Jason Bay has gone from a disappointment, to a flat-out shame. No matter his poor production (which I partially debunked here), few players have given as much effort as Bay. He has spent his two-plus seasons in Queens with only one task - to endear himself to Mets fans. His injuries have all come as a result of his effort -- two concussions from crashing into walls, and a broken rib from diving for a ball. Say what you will about him, Jason Bay has spent two and a half years literally putting his health and well-being on the line for this team. 

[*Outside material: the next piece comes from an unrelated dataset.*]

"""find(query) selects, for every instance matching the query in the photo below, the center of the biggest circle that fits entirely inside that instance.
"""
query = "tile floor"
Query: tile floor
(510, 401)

Speaking of, it's a damn shame that Mike Baxter will miss so much time. Aside from all the storylines (however compelling they may be, and they certainly are), his bat would pair perfectly with Hairston's in a left field platoon. The Mike Hairston/Scott Baxter (pick one, neither really work) platoon has hit .359/.407/.664 with seven home runs and 27 RBI in only 128 at bats. That's a damn good left fielder. It's so good, in fact, it outpaces Josh Hamilton's 2010 MVP season. It's certainly unfair of me to say that's what would continue to happen, but it's a gamble I would take without question.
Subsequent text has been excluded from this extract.